Os agressores não foram presos em flagrante. Jhonnatan respondia até então em liberdade. Já Ana Paula, que a princípio poderia ser levada a júri também por tentativa de homicídio, teve sua conduta desclassificada pela juíza Selecina Henrique Locatelli, com anuência do MP-MA. Ou seja, a Justiça deixou de considerar a eventual ocorrência de crime contra a vida, o que colocaria a ré diante de um Tribunal do Júri, e a agressora responde agora apenas por lesão corporal.
Agressor já tinha condenação
Jhonnatan já havia sido condenado por um outro caso em 2019, por ter matado uma pessoa ao atropelá-la em 2013. Na ocasião, ele dirigia mesmo sem ter carteira de habilitação, após voltar de um aniversário.

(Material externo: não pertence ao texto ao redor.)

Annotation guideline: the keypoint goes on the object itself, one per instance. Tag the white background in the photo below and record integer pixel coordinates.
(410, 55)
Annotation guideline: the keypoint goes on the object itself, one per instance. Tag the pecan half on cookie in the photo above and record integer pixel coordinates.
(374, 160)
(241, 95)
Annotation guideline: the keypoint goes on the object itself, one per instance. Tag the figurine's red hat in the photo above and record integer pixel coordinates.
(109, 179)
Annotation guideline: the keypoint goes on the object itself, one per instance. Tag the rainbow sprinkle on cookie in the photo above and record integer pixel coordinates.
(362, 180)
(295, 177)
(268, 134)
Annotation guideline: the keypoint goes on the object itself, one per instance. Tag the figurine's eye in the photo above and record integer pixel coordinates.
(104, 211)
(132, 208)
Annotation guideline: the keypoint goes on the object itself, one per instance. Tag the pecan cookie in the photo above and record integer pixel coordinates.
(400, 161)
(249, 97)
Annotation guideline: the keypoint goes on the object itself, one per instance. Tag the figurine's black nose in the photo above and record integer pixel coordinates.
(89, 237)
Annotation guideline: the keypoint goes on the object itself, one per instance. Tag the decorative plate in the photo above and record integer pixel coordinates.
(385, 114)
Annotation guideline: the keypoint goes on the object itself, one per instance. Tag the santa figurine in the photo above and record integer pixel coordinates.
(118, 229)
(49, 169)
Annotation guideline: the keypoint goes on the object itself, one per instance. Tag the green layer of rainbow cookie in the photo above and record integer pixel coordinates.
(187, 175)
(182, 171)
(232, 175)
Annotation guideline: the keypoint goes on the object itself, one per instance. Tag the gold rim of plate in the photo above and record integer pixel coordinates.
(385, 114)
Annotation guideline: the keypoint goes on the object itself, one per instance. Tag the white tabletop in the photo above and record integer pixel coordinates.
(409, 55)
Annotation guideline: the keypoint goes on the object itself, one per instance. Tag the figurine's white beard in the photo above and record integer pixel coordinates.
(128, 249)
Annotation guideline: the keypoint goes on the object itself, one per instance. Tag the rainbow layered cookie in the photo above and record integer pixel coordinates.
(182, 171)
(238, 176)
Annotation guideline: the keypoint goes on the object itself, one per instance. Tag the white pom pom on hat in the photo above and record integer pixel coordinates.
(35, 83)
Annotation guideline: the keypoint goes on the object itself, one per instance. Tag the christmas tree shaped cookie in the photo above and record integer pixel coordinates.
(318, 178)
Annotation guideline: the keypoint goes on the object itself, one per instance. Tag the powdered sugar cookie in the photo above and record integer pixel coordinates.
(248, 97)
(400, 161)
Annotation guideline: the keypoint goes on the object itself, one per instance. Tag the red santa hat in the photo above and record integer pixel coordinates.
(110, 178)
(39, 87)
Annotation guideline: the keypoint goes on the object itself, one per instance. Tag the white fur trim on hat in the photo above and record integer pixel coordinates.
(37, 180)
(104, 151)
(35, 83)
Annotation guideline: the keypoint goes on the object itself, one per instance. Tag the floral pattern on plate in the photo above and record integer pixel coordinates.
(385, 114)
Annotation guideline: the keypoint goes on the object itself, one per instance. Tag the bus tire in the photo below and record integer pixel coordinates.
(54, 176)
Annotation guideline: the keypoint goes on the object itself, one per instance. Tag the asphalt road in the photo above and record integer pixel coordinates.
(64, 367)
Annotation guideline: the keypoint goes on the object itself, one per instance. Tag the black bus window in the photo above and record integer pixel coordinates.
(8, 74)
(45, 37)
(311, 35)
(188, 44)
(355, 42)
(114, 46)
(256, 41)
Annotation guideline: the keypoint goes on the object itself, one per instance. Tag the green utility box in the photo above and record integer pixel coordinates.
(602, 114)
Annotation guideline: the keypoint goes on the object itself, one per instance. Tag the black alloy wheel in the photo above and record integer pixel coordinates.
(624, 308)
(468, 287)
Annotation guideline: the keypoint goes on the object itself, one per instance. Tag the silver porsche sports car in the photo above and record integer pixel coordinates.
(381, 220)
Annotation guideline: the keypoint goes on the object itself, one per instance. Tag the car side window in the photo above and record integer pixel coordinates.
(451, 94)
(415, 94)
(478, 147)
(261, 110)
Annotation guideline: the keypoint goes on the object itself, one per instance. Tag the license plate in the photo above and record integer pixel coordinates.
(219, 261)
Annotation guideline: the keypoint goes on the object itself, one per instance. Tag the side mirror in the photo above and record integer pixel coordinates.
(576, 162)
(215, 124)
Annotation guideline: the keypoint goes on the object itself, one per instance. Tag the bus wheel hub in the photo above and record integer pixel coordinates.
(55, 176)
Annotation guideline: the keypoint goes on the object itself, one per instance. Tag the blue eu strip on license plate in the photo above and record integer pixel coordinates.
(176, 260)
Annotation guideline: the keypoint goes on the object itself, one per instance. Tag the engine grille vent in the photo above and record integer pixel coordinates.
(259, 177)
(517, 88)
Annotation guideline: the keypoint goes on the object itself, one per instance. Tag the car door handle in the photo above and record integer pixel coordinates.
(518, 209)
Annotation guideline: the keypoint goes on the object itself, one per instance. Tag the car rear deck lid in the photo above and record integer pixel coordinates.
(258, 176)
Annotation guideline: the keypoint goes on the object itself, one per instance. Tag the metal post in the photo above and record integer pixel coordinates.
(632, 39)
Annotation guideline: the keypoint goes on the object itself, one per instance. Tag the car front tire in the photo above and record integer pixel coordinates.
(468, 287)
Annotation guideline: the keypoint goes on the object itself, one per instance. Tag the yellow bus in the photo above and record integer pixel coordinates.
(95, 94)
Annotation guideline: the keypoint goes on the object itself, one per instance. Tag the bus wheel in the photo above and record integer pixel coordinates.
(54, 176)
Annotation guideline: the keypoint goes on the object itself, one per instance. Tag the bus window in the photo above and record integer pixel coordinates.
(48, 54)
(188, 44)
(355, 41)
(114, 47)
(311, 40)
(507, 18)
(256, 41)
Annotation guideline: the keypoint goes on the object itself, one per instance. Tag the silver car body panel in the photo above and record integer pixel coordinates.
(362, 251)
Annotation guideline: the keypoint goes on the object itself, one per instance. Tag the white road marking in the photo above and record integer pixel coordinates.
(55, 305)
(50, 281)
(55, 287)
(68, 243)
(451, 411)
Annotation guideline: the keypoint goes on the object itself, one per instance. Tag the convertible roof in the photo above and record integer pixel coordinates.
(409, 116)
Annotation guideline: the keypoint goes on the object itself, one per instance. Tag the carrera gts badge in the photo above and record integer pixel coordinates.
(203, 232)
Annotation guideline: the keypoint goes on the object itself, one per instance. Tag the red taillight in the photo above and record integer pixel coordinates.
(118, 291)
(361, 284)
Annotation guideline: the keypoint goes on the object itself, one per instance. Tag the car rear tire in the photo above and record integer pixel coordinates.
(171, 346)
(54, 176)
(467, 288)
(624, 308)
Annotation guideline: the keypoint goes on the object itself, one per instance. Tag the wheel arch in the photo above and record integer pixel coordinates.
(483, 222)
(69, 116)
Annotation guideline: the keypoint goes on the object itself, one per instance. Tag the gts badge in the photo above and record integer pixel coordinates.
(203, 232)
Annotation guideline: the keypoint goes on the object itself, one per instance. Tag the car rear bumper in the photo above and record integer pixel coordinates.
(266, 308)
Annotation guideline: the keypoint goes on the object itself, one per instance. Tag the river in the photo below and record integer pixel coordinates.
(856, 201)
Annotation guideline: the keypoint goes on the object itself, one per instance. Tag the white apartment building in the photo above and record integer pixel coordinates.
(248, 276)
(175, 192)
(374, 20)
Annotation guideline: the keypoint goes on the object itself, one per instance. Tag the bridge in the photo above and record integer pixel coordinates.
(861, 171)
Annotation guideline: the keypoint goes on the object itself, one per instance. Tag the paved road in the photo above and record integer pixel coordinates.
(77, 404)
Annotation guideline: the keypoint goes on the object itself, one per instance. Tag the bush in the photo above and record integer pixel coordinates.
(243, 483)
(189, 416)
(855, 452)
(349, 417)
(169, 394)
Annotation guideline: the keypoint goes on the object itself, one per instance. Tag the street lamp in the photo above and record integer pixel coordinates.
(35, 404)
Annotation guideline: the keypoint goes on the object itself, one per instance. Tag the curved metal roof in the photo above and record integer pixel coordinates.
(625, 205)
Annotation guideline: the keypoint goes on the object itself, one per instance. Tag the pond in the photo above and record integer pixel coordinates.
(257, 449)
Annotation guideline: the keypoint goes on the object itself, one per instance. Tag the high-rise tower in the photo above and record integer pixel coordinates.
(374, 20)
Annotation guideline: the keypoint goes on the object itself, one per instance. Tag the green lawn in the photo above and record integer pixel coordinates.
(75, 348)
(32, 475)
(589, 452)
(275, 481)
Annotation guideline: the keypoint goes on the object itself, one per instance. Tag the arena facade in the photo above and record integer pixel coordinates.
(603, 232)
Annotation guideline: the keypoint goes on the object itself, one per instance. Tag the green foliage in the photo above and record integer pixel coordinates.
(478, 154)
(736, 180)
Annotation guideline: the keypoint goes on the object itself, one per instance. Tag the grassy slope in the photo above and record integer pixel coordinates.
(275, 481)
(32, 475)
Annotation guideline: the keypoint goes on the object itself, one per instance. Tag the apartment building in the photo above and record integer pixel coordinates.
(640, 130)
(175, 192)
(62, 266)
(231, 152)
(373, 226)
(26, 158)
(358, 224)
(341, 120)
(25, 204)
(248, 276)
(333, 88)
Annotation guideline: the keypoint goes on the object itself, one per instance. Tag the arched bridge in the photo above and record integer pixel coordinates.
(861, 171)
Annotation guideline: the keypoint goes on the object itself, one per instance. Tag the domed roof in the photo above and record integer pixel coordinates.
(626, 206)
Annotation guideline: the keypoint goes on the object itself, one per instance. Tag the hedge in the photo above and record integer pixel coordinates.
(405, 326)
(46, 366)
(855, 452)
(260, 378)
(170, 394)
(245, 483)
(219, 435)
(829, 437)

Ele não prestou socorro à vítima, sob a alegação de ter tido medo de sofrer retaliações de pessoas que se aglomeravam no local do acidente. Testemunhas relataram, no entanto, que poucos moradores se aproximaram do local, sem que ninguém estivesse com os ânimos exaltados.
A sentença no caso impunha uma multa e uma pena restritiva de direitos na modalidade prestação pecuniária, uma alternativa à prisão. O caso transitou em julgado em 2023.